3. Il résulte de ce qui précède que le recours, mal fondé, doit être rejeté dans la mesure où il est recevable, la décision attaquée étant confirmée. Au vu des circonstances, il est statué sans frais ni dépens (art. 49, 50, 55, 91 et 99 LPA-VD).
Par ces motifs
la Cour de droit administratif et public
du Tribunal cantonal
arrête:
I. Le recours est rejeté.
II. La décision d'assignation à résidence rendue le 10 décembre 2021 par le Service de la population du Canton de Vaud à l'encontre de A.________ est confirmée.

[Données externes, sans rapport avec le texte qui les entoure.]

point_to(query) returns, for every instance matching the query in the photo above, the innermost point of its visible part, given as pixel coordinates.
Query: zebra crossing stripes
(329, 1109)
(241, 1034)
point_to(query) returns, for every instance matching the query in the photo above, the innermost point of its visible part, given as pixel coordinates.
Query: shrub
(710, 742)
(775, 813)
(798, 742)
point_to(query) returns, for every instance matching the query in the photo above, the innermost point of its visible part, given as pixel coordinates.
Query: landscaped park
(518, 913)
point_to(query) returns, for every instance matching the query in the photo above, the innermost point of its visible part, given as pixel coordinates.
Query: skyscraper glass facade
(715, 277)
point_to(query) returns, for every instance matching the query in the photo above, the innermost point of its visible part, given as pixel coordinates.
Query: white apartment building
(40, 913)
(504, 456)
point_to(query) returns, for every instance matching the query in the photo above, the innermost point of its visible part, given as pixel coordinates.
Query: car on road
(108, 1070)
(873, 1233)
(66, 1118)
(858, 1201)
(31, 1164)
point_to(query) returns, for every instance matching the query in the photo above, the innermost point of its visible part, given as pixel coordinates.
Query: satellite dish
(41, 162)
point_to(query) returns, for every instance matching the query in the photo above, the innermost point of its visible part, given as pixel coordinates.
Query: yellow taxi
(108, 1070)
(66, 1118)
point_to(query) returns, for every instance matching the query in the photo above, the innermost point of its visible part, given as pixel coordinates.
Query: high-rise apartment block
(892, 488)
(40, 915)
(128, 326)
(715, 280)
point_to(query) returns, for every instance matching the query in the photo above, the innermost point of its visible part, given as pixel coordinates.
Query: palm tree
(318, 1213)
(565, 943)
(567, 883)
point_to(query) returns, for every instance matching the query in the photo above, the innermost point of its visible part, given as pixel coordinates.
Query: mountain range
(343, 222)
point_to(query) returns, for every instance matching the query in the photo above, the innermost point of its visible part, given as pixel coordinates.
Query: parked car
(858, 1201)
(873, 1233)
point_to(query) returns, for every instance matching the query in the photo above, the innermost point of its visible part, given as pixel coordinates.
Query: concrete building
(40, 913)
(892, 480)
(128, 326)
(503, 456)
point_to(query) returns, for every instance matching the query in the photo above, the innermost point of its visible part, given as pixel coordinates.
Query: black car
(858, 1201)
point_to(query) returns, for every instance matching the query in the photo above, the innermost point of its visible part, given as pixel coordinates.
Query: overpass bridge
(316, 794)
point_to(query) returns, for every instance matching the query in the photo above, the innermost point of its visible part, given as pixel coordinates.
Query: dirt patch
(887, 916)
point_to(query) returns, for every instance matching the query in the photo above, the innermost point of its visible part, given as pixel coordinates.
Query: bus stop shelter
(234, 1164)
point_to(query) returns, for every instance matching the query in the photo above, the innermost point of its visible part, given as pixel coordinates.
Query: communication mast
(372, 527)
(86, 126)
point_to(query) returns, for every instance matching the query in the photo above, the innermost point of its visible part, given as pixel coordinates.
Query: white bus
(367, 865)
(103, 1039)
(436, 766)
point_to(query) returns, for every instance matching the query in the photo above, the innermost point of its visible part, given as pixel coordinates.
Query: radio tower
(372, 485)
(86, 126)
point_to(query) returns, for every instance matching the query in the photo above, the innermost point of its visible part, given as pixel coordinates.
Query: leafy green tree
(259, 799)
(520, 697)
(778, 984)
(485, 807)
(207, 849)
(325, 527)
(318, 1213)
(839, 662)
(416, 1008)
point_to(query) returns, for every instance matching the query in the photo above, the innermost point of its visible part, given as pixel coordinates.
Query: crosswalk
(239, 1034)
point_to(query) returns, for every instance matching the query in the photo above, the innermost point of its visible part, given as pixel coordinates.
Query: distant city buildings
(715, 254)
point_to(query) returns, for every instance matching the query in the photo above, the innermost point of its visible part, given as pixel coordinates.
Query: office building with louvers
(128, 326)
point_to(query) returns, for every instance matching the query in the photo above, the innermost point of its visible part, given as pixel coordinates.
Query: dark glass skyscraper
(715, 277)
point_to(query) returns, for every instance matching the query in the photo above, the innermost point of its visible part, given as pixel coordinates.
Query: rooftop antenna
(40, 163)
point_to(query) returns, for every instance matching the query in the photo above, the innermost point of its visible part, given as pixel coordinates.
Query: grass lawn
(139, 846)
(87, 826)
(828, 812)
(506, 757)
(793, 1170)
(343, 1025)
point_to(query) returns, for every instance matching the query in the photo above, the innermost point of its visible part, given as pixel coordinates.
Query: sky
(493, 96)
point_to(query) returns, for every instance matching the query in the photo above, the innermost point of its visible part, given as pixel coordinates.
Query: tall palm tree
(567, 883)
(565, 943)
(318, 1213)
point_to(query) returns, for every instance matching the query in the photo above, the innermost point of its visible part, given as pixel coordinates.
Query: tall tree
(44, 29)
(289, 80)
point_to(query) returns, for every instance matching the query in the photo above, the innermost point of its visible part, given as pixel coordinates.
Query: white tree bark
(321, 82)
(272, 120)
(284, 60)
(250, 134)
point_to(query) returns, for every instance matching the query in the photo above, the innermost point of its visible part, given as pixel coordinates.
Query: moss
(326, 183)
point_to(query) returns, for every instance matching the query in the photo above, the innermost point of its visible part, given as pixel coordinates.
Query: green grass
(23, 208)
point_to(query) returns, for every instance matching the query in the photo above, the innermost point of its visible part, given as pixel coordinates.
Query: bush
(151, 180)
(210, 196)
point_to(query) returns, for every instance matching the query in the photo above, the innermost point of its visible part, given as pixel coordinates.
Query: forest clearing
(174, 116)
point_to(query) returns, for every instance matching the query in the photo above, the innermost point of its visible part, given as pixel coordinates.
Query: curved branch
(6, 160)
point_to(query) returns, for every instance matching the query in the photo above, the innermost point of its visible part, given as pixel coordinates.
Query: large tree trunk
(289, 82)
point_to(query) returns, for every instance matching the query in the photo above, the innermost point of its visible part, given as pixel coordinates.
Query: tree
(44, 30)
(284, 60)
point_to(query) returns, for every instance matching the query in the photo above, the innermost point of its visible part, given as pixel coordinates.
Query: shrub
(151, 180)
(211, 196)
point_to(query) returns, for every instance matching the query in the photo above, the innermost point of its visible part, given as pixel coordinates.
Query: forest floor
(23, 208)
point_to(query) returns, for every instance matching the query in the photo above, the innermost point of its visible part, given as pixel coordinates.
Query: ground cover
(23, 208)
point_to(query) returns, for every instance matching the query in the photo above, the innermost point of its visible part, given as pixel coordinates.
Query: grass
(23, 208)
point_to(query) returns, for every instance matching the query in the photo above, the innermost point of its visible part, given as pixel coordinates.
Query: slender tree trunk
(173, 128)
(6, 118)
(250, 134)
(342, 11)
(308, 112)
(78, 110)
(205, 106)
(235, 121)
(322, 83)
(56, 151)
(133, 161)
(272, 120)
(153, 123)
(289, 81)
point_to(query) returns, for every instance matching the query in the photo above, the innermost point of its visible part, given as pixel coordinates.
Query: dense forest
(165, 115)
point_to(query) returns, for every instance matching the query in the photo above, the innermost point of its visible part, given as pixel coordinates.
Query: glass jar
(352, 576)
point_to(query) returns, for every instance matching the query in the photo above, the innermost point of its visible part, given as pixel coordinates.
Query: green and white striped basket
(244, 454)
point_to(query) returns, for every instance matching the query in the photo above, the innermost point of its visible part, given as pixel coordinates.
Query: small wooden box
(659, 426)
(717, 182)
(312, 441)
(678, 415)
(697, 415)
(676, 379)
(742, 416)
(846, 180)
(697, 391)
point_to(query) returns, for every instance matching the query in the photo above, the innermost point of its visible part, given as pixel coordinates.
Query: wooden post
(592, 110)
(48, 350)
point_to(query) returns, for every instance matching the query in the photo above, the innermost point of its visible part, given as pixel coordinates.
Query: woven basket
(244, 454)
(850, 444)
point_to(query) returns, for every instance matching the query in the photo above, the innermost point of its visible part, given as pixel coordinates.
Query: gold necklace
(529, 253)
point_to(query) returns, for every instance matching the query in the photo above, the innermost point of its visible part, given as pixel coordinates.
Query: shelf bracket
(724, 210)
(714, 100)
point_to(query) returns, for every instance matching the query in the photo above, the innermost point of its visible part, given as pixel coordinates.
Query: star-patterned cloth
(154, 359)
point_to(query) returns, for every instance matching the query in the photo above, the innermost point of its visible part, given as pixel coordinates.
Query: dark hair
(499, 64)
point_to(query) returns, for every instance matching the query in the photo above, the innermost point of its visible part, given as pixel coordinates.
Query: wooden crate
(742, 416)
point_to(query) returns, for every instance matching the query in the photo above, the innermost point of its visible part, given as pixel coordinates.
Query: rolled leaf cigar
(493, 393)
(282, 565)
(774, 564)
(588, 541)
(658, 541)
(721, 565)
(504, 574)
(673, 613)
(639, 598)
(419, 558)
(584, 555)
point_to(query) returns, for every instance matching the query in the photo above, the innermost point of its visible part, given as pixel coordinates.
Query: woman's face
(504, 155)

III. Il n'est pas perçu d'émolument ni alloué de dépens.
Lausanne, le 23 décembre 2021
Le présent arrêt est communiqué aux destinataires de l'avis d'envoi ci-joint, ainsi qu'au Secrétariat d'Etat aux migrations (SEM).
Il peut faire l'objet, dans les trente jours suivant sa notification, d'un recours au Tribunal fédéral (Tribunal fédéral suisse, 1000 Lausanne 14). Le recours en matière de droit public s'exerce aux conditions des articles 82 ss de la loi du 17 juin 2005 sur le Tribunal fédéral (LTF - RS 173.110), le recours constitutionnel subsidiaire à celles des articles 113 ss LTF. Le mémoire de recours doit être rédigé dans une langue officielle, indiquer les conclusions, les motifs et les moyens de preuve, et être signé. Les motifs doivent exposer succinctement en quoi l’acte attaqué viole le droit. Les pièces invoquées comme moyens de preuve doivent être jointes au mémoire, pour autant qu’elles soient en mains de la partie; il en va de même de la décision attaquée.